Cutting Through the Noise: NLP’s Role in Streamlining Corporate Report Analysis

In today’s business landscape, corporate reports and regulatory filings are becoming increasingly complex due to a multitude of factors. The growing complexity of businesses, coupled with heightened disclosure requirements imposed by accounting regulators and market watchdogs, are among the primary contributors to this trend. The notion that increased disclosure is beneficial for investors has been a driving force behind these demands, especially after market crashes and corporate scandals. While the push for increased disclosure is aimed at benefiting investors, many experts are now cautioning against the never-ending increase in disclosure volume. They argue that too much information can create “noise,” making it difficult to extract meaningful insights from the data.

While there has been a push for increased disclosure to benefit investors, there is a concern that too much information can overwhelm investors and obscure important information that is buried in a sea of data.

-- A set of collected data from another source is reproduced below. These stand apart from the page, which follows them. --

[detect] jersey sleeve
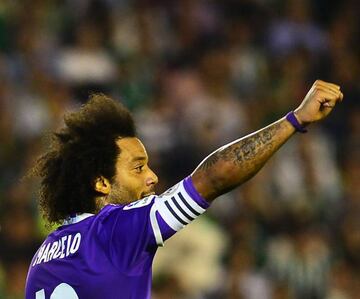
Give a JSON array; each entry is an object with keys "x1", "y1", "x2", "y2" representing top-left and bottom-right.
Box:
[
  {"x1": 97, "y1": 176, "x2": 209, "y2": 273},
  {"x1": 149, "y1": 176, "x2": 210, "y2": 246}
]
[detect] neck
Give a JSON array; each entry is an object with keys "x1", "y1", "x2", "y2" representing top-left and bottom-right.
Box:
[{"x1": 95, "y1": 196, "x2": 109, "y2": 213}]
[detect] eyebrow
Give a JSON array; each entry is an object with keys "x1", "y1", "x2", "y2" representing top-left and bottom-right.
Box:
[{"x1": 131, "y1": 156, "x2": 147, "y2": 162}]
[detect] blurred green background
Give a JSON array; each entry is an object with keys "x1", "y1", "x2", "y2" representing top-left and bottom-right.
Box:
[{"x1": 0, "y1": 0, "x2": 359, "y2": 298}]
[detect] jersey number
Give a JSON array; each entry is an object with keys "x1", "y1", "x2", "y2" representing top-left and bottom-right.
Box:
[{"x1": 36, "y1": 283, "x2": 79, "y2": 299}]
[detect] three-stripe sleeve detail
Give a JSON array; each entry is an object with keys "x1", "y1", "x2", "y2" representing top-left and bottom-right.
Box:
[
  {"x1": 156, "y1": 191, "x2": 206, "y2": 232},
  {"x1": 171, "y1": 197, "x2": 195, "y2": 222},
  {"x1": 177, "y1": 192, "x2": 203, "y2": 216},
  {"x1": 164, "y1": 200, "x2": 188, "y2": 225},
  {"x1": 149, "y1": 180, "x2": 208, "y2": 246}
]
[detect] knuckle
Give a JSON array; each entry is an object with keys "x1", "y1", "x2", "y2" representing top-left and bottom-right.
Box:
[{"x1": 313, "y1": 87, "x2": 321, "y2": 94}]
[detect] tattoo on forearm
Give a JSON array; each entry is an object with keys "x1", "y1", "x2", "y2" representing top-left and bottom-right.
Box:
[
  {"x1": 198, "y1": 152, "x2": 220, "y2": 170},
  {"x1": 198, "y1": 123, "x2": 281, "y2": 171},
  {"x1": 192, "y1": 119, "x2": 294, "y2": 200}
]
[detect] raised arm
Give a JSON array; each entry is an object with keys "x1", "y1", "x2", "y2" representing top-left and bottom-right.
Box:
[{"x1": 191, "y1": 80, "x2": 344, "y2": 202}]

This can lead to confusion, decision paralysis, and missed opportunities. In some cases, it can even lead to unintended consequences, such as increased litigation or regulatory scrutiny. By emphasizing disclosure at the expense of these other factors, investors may miss out on important signals that can help them make better investment decisions.

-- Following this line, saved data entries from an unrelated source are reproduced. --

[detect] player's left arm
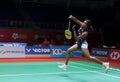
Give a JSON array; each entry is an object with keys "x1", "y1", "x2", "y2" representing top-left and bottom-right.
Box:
[{"x1": 72, "y1": 25, "x2": 77, "y2": 40}]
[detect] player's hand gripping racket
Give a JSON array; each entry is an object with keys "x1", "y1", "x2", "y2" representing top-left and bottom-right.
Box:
[{"x1": 65, "y1": 19, "x2": 72, "y2": 40}]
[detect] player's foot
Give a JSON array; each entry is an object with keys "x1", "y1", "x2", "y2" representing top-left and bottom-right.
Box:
[
  {"x1": 58, "y1": 64, "x2": 67, "y2": 70},
  {"x1": 103, "y1": 62, "x2": 109, "y2": 73}
]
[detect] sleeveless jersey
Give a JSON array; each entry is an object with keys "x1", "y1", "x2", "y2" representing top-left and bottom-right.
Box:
[{"x1": 77, "y1": 27, "x2": 87, "y2": 47}]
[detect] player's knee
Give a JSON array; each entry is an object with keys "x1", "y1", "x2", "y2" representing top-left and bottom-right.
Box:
[
  {"x1": 65, "y1": 52, "x2": 70, "y2": 55},
  {"x1": 65, "y1": 50, "x2": 71, "y2": 55}
]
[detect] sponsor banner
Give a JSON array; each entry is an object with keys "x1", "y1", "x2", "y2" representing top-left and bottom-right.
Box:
[
  {"x1": 0, "y1": 46, "x2": 25, "y2": 58},
  {"x1": 91, "y1": 48, "x2": 109, "y2": 57},
  {"x1": 50, "y1": 46, "x2": 74, "y2": 58},
  {"x1": 25, "y1": 46, "x2": 50, "y2": 55},
  {"x1": 0, "y1": 42, "x2": 27, "y2": 46},
  {"x1": 72, "y1": 50, "x2": 83, "y2": 56},
  {"x1": 108, "y1": 49, "x2": 120, "y2": 61}
]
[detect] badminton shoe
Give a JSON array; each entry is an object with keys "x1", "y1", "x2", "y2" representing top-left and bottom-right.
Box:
[
  {"x1": 58, "y1": 64, "x2": 67, "y2": 70},
  {"x1": 103, "y1": 62, "x2": 109, "y2": 73}
]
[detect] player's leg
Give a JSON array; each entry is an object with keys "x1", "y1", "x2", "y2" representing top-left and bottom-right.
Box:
[
  {"x1": 81, "y1": 41, "x2": 109, "y2": 73},
  {"x1": 58, "y1": 44, "x2": 79, "y2": 70},
  {"x1": 82, "y1": 48, "x2": 103, "y2": 64},
  {"x1": 82, "y1": 48, "x2": 109, "y2": 73}
]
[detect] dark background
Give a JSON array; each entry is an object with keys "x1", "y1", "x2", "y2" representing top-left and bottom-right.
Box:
[{"x1": 0, "y1": 0, "x2": 120, "y2": 47}]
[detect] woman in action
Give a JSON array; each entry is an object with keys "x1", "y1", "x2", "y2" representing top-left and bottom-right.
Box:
[{"x1": 59, "y1": 15, "x2": 109, "y2": 73}]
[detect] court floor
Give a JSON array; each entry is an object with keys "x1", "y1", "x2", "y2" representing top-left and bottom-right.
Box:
[{"x1": 0, "y1": 61, "x2": 120, "y2": 82}]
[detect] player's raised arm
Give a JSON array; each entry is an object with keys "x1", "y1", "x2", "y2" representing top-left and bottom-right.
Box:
[{"x1": 68, "y1": 15, "x2": 83, "y2": 26}]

To address this issue, recent advances in Natural Language Processing and AI can assist investors in cutting through the noise and identifying the most relevant information for their investment decisions. NLP techniques such as summarization, sentiment analysis, section detection, and change detection can be utilized to pinpoint the key topics and sentiments expressed in the textual data, allowing investors to stay up-to-date on the latest developments in the companies they are interested in. This can help investors gain a comprehensive understanding of a company’s financial condition and performance and filter out irrelevant information that may add noise to the data. By using these techniques, investors can also quickly identify important changes and trends, saving time and effort in analyzing the reports and making more informed investment decisions.

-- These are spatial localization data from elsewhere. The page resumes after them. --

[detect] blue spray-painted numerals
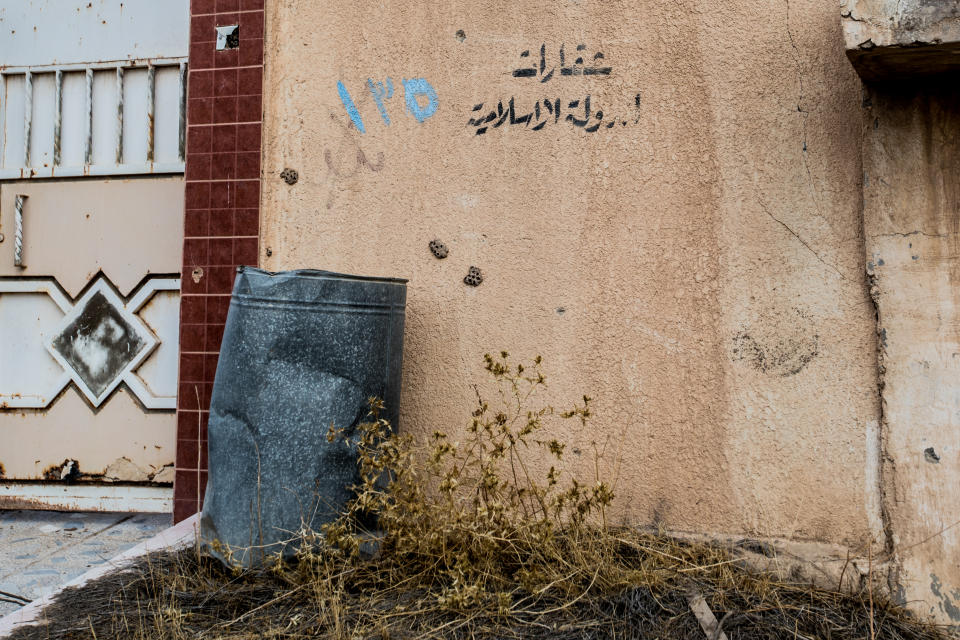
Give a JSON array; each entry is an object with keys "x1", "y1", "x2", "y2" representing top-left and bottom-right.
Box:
[{"x1": 337, "y1": 77, "x2": 438, "y2": 133}]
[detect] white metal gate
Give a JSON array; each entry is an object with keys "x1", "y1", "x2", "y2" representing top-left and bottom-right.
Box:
[{"x1": 0, "y1": 0, "x2": 189, "y2": 512}]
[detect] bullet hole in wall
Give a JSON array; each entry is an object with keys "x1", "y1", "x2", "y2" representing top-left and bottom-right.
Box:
[
  {"x1": 456, "y1": 29, "x2": 466, "y2": 42},
  {"x1": 464, "y1": 266, "x2": 483, "y2": 286},
  {"x1": 266, "y1": 247, "x2": 273, "y2": 257},
  {"x1": 924, "y1": 447, "x2": 941, "y2": 464},
  {"x1": 192, "y1": 267, "x2": 204, "y2": 284},
  {"x1": 280, "y1": 168, "x2": 298, "y2": 185},
  {"x1": 215, "y1": 25, "x2": 239, "y2": 51},
  {"x1": 429, "y1": 239, "x2": 449, "y2": 259}
]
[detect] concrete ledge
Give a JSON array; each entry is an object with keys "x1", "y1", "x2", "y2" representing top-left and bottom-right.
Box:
[
  {"x1": 0, "y1": 512, "x2": 199, "y2": 639},
  {"x1": 842, "y1": 0, "x2": 960, "y2": 80}
]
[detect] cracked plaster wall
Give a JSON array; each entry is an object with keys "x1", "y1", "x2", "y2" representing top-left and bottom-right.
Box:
[
  {"x1": 259, "y1": 0, "x2": 883, "y2": 580},
  {"x1": 863, "y1": 81, "x2": 960, "y2": 625}
]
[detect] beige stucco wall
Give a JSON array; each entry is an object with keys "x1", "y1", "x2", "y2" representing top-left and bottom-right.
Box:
[{"x1": 259, "y1": 0, "x2": 882, "y2": 551}]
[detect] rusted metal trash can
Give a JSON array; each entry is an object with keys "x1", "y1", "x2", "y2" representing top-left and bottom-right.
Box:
[{"x1": 200, "y1": 267, "x2": 406, "y2": 567}]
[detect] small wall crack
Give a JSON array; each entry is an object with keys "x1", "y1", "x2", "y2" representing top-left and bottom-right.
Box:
[
  {"x1": 760, "y1": 201, "x2": 846, "y2": 280},
  {"x1": 784, "y1": 0, "x2": 831, "y2": 232}
]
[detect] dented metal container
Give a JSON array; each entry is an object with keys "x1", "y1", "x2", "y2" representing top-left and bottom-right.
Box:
[{"x1": 200, "y1": 267, "x2": 406, "y2": 566}]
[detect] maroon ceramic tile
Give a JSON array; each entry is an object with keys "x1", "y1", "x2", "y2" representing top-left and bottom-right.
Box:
[
  {"x1": 180, "y1": 323, "x2": 206, "y2": 353},
  {"x1": 234, "y1": 237, "x2": 258, "y2": 265},
  {"x1": 177, "y1": 410, "x2": 200, "y2": 439},
  {"x1": 206, "y1": 295, "x2": 231, "y2": 324},
  {"x1": 209, "y1": 237, "x2": 234, "y2": 265},
  {"x1": 211, "y1": 124, "x2": 237, "y2": 152},
  {"x1": 213, "y1": 96, "x2": 238, "y2": 123},
  {"x1": 239, "y1": 38, "x2": 263, "y2": 66},
  {"x1": 214, "y1": 68, "x2": 238, "y2": 95},
  {"x1": 216, "y1": 0, "x2": 239, "y2": 13},
  {"x1": 189, "y1": 42, "x2": 214, "y2": 70},
  {"x1": 183, "y1": 238, "x2": 209, "y2": 266},
  {"x1": 186, "y1": 153, "x2": 211, "y2": 180},
  {"x1": 189, "y1": 72, "x2": 214, "y2": 102},
  {"x1": 240, "y1": 0, "x2": 264, "y2": 10},
  {"x1": 236, "y1": 151, "x2": 259, "y2": 179},
  {"x1": 175, "y1": 471, "x2": 199, "y2": 500},
  {"x1": 184, "y1": 209, "x2": 209, "y2": 237},
  {"x1": 191, "y1": 14, "x2": 217, "y2": 42},
  {"x1": 235, "y1": 208, "x2": 259, "y2": 236},
  {"x1": 236, "y1": 180, "x2": 259, "y2": 207},
  {"x1": 237, "y1": 123, "x2": 260, "y2": 151},
  {"x1": 237, "y1": 66, "x2": 262, "y2": 96},
  {"x1": 180, "y1": 295, "x2": 206, "y2": 324},
  {"x1": 185, "y1": 182, "x2": 211, "y2": 208},
  {"x1": 198, "y1": 412, "x2": 210, "y2": 441},
  {"x1": 215, "y1": 48, "x2": 240, "y2": 69},
  {"x1": 239, "y1": 11, "x2": 264, "y2": 39},
  {"x1": 177, "y1": 441, "x2": 209, "y2": 471},
  {"x1": 173, "y1": 499, "x2": 197, "y2": 522},
  {"x1": 237, "y1": 94, "x2": 261, "y2": 122},
  {"x1": 188, "y1": 97, "x2": 213, "y2": 125},
  {"x1": 179, "y1": 354, "x2": 204, "y2": 383},
  {"x1": 205, "y1": 322, "x2": 226, "y2": 348},
  {"x1": 192, "y1": 0, "x2": 216, "y2": 14},
  {"x1": 180, "y1": 409, "x2": 209, "y2": 436},
  {"x1": 208, "y1": 209, "x2": 235, "y2": 236},
  {"x1": 187, "y1": 126, "x2": 212, "y2": 155},
  {"x1": 207, "y1": 266, "x2": 236, "y2": 293},
  {"x1": 176, "y1": 439, "x2": 199, "y2": 470},
  {"x1": 209, "y1": 181, "x2": 234, "y2": 208},
  {"x1": 199, "y1": 382, "x2": 214, "y2": 407},
  {"x1": 178, "y1": 384, "x2": 204, "y2": 411},
  {"x1": 211, "y1": 152, "x2": 236, "y2": 180}
]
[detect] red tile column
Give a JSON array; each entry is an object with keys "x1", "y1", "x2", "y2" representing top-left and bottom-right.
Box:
[{"x1": 175, "y1": 0, "x2": 264, "y2": 522}]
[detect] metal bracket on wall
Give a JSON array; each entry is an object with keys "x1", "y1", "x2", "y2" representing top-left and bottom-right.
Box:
[{"x1": 14, "y1": 194, "x2": 26, "y2": 267}]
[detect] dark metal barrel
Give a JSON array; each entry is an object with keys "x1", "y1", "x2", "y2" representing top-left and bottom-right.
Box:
[{"x1": 200, "y1": 267, "x2": 406, "y2": 566}]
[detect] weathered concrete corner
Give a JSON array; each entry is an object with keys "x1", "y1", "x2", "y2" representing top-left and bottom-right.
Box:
[{"x1": 842, "y1": 0, "x2": 960, "y2": 80}]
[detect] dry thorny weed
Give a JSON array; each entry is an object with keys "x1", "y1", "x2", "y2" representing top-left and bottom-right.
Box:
[
  {"x1": 320, "y1": 351, "x2": 614, "y2": 613},
  {"x1": 9, "y1": 354, "x2": 952, "y2": 639}
]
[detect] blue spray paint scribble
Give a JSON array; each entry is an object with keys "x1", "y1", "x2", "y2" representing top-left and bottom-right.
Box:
[
  {"x1": 402, "y1": 78, "x2": 439, "y2": 123},
  {"x1": 337, "y1": 81, "x2": 366, "y2": 133},
  {"x1": 367, "y1": 78, "x2": 395, "y2": 125}
]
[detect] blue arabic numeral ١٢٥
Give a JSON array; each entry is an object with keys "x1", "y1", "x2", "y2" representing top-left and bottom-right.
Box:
[{"x1": 402, "y1": 78, "x2": 439, "y2": 123}]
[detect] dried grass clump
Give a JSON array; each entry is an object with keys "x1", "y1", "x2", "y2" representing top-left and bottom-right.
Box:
[{"x1": 8, "y1": 355, "x2": 952, "y2": 640}]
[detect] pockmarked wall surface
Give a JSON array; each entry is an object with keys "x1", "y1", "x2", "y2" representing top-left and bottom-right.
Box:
[{"x1": 260, "y1": 0, "x2": 881, "y2": 547}]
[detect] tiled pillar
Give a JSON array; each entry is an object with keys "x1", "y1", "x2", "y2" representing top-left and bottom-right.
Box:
[{"x1": 174, "y1": 0, "x2": 264, "y2": 522}]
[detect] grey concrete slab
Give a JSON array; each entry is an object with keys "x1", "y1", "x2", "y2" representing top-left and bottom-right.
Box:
[{"x1": 0, "y1": 510, "x2": 170, "y2": 616}]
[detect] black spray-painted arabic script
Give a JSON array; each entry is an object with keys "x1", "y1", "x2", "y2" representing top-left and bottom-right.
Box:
[
  {"x1": 512, "y1": 44, "x2": 612, "y2": 82},
  {"x1": 469, "y1": 43, "x2": 639, "y2": 136}
]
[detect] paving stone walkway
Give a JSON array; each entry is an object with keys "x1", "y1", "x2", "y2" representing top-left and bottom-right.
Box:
[{"x1": 0, "y1": 510, "x2": 170, "y2": 617}]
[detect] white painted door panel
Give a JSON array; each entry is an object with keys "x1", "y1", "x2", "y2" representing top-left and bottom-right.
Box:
[{"x1": 0, "y1": 0, "x2": 187, "y2": 512}]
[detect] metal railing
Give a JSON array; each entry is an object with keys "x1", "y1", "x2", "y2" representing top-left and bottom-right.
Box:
[{"x1": 0, "y1": 58, "x2": 187, "y2": 179}]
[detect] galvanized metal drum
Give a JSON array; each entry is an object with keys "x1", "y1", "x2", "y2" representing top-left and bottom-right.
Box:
[{"x1": 200, "y1": 267, "x2": 406, "y2": 566}]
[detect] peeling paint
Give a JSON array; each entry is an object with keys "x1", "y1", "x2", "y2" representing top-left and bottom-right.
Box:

Increased demand for information and a growing focus on transparency and accountability. 

In recent years, regulators around the world have been implementing stricter requirements for publicly traded firms to provide more detailed and accurate information to their shareholders. As a result, companies are under increased scrutiny to maintain high standards of transparency and accountability. This has led to a greater focus on the quality of financial reporting and the reliability of the information being provided to shareholders. These regulations have not only helped to improve the quality of financial reporting but also increased the trust of investors in the information being provided.

From the Great Depression to ESG Reporting: A Historical Overview of Public Companies’ Evolving Reporting Requirements

Public companies had an inconsistent approach to reporting prior to the 20th century. The level of disclosure varied greatly between firms and was heavily influenced by managers’ preferences, with smaller, privately held companies being particularly secretive. The Great Depression played a crucial role in driving the New York Stock Exchange and the government to take measures to improve disclosure standards. This led to the establishment of the Securities and Exchange Commission (SEC) by the Securities Act of 1933, which aimed to ensure transparency and accuracy in reporting securities sold across state and national borders. The SEC’s regulatory role was further strengthened by the Securities Exchange Act of 1934, which governed the secondary trading of securities. During this period, the accounting profession worked to establish consistent reporting standards for publicly traded companies, culminating in the creation of Generally Accepted Accounting Principles (GAAP) in 1933.

Fast forward to 1998 The Plain English Handbook, published by the Securities and Exchange Commission (SEC) in 1998, was a pioneering effort to promote clear communication in SEC disclosure documents. The handbook aimed to help public companies create documents that were more accessible to investors and the general public by providing guidelines on how to use plain language and avoid jargon, legalistic terms, and obfuscating language.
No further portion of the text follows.